State Superintendent of Education John White said Hernandez’s ruling allows teachers and students to continue raising expectations in Louisiana.
“It enables our state to set its aspirations high and to compete with states across the country. Our students are just as smart and capable as any in America,” White said. “We’ve been working for four years to teach them to the highest standards anywhere. Today’s ruling continues that progress.”
Plotkin said the administration wants “to make sure every other agency head in state government knows this judge is wrong. It’s not open season on breaking the procurement law.”
Hernandez’s ruling came in a case brought against the Jindal administration by the charter school foundation Black Alliance for Education Options (BAEO), which argued that Jindal’s executive order was illegal. The Board of Elementary and Secondary Education (BESE) later joined the lawsuit against Jindal as well.

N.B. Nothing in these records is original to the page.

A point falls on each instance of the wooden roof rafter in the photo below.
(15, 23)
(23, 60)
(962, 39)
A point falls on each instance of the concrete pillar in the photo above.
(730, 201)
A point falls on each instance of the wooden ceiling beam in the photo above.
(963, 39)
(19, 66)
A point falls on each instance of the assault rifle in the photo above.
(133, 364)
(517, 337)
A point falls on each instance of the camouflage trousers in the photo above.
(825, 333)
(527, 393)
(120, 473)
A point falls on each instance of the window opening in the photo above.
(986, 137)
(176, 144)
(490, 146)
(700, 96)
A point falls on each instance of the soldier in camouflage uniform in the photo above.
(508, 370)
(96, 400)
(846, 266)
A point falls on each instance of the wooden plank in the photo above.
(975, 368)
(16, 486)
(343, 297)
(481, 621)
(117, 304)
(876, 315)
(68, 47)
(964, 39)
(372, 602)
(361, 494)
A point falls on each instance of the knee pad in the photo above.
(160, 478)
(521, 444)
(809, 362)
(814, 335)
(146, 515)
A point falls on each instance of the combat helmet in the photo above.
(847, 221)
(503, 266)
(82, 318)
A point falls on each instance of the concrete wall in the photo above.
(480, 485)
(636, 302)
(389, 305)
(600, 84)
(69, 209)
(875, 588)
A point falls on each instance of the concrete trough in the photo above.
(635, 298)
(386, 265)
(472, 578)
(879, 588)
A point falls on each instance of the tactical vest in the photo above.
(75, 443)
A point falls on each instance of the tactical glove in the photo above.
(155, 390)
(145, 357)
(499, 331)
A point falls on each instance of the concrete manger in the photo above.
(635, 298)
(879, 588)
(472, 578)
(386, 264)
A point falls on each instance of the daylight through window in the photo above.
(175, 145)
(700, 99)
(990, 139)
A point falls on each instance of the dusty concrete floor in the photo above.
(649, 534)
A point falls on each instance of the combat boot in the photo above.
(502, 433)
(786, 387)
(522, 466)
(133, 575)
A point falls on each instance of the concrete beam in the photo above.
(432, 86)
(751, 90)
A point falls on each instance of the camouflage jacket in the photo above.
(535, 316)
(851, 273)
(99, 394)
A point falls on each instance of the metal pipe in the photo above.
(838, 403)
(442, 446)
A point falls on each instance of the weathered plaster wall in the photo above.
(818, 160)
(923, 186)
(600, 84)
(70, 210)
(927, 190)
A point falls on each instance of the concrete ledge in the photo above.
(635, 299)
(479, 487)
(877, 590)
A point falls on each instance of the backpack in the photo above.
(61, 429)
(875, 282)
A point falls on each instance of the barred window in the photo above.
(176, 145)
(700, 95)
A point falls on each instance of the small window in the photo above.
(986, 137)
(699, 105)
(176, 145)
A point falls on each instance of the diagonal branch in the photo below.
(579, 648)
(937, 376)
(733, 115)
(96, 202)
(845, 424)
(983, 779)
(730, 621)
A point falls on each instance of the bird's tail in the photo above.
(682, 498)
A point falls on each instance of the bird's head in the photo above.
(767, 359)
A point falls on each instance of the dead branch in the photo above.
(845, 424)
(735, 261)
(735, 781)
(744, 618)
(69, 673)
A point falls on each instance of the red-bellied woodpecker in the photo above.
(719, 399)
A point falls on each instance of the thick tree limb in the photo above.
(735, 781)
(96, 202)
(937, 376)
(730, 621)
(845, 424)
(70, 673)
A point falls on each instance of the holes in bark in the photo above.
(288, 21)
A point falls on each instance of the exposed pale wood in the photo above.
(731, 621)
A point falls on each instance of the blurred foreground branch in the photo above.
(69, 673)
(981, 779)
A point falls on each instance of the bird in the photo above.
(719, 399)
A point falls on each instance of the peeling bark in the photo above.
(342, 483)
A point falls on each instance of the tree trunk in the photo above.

In June, Jindal issued an executive order based on his claim that the Partnership for Assessment of Readiness for College and Careers (PARCC) – one of the consortia that are developing tests aligned with the Common Core standards – did not allow a competitive bidding process, which is required by Louisiana state law. The governor said the state was unable to comply with the June 2010 Memorandum of Understanding (MOU) between Louisiana and PARCC because of its failure to allow for a competitive bidding process.
As KATC.com reported in June, Louisiana’s Division of Administration (DOA), which oversees state contracts, maintained several areas of concern with how the Louisiana Department of Education (LDOE) procured its contracts with PARCC.
“In 2003, LDOE competitively bid and awarded State educational assessment consulting services to Data Recognition Corporation (DRC),” wrote Interim Office of Contractual Review (OCR) Director Pamela Bartfay Rice in a letter to White and LDOE. “LDOE appears to now be asserting that the existing sole source contract with DRC can be utilized to subcontract with another assessment vendor, PARCC, for future common assessments.”
In short, Rice was suggesting that White attempted to link PARCC, actually a second assessment contractor, to a prior contract in which DRC was the only available contractor.
“If this judge’s ruling stands, it would cause chaos in state government and bring us back to the old days in Louisiana when it was OK to give no-bid contracts to your friends,” warned Plotkin. “The judge took the arguments from Common Core proponents hook, line and sinker.
Plotkin addressed the pro-Common Core argument that the standards do not dictate curriculum.
“But how could it create chaos months out before a test if it’s just about standards?” he asked. “What the proponents of Common Core have proved in this case is that Common Core is about controlling curriculum.”
On Friday, Louisiana district Judge Tim Kelley rejected a request from 17 state lawmakers to block the continuing implementation of the Common Core standards.